Converting a string into a number and some basic processing utilizing a relatable real world example. https://en.wikipedia.org/wiki/International_Standard_Book_Number#ISBN-10_check_digit_calculation

## Submitting Incomplete Solutions

It’s possible to submit an incomplete solution so you can see how others have completed the exercise.

# My approach

One thing I love about Python is its facility with regular expressions. You have a lot of flexibility with Python and regex.
This reminds me of one of my favorite sayings about Python:

Python is at least the 2nd best language for any task you want to do.

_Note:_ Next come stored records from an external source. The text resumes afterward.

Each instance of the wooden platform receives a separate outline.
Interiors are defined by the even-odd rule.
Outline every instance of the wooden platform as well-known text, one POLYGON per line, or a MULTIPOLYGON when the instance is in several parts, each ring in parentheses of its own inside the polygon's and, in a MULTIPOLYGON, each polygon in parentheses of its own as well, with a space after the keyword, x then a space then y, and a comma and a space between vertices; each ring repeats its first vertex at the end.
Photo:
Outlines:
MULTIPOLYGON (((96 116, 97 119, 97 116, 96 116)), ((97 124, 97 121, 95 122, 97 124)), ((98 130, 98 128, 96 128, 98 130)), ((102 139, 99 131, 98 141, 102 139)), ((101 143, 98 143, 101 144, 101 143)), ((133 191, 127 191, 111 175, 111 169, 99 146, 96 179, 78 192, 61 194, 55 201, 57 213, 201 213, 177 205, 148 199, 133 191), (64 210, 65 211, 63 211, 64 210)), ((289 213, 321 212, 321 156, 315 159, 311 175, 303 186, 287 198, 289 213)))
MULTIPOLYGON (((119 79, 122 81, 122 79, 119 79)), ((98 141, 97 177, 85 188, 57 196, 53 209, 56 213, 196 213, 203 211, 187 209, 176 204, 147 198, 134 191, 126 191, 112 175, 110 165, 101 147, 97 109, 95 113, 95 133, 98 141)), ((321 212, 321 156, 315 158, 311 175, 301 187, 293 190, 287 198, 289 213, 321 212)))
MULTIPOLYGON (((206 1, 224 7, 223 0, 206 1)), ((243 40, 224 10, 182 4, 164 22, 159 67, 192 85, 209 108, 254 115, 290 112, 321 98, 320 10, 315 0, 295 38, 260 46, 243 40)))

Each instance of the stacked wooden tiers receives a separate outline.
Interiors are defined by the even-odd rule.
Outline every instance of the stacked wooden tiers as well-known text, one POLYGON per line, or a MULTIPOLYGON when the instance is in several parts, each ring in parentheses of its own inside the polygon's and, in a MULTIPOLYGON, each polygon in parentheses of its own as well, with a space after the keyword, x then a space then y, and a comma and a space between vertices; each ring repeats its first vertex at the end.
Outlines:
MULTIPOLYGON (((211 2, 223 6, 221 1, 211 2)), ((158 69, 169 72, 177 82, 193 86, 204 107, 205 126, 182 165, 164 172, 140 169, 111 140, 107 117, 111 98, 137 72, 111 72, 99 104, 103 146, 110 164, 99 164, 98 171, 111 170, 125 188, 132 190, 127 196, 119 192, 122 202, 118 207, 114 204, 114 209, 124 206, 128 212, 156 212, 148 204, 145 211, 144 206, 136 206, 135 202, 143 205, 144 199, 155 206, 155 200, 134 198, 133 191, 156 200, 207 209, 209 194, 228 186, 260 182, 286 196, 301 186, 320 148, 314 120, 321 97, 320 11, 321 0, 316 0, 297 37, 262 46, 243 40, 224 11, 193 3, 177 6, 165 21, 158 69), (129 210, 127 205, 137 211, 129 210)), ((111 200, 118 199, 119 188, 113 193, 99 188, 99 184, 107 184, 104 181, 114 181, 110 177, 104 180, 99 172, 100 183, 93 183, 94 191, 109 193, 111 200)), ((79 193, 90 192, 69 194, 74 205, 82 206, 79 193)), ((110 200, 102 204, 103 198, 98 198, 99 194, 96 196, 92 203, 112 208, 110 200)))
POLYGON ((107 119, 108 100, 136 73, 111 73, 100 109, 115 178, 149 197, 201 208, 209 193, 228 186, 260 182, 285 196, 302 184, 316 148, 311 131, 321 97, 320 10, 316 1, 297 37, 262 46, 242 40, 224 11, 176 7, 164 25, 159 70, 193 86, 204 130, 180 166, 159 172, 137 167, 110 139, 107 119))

This particular problem had rather simple Math to it, thank goodness. Sometimes, the problems hurt my brain, but not this one. This kind of problem was perfect for a list comprehension. The problem would be making it legible. Sometimes, a comment is necessary in the function to clarify the list comprehension. Anyway, here was my solution:

``````  1	def verify(isbn):
2	    string = isbn.replace('-', '')
3	    if string == '' or len(string) != 10:
4	        return False
5	    num_arr = list(string)
6
7	    if num_arr[-1] == 'X':
8	        num_arr[-1] = '10'
9	    for val in num_arr:
10	        try:
11	            if int(val) not in range(0,11):
12	                return False
13	        except ValueError:
14	            return False
15
16	    return sum([int(num_arr[n])*(10-n) for n in range(0,9+1)]) % 11 == 0
``````

Basically, the heavy lifting is being done by line 16 in the list comprehension. The rest is mostly sanitizing input. Ya just gotta love Python!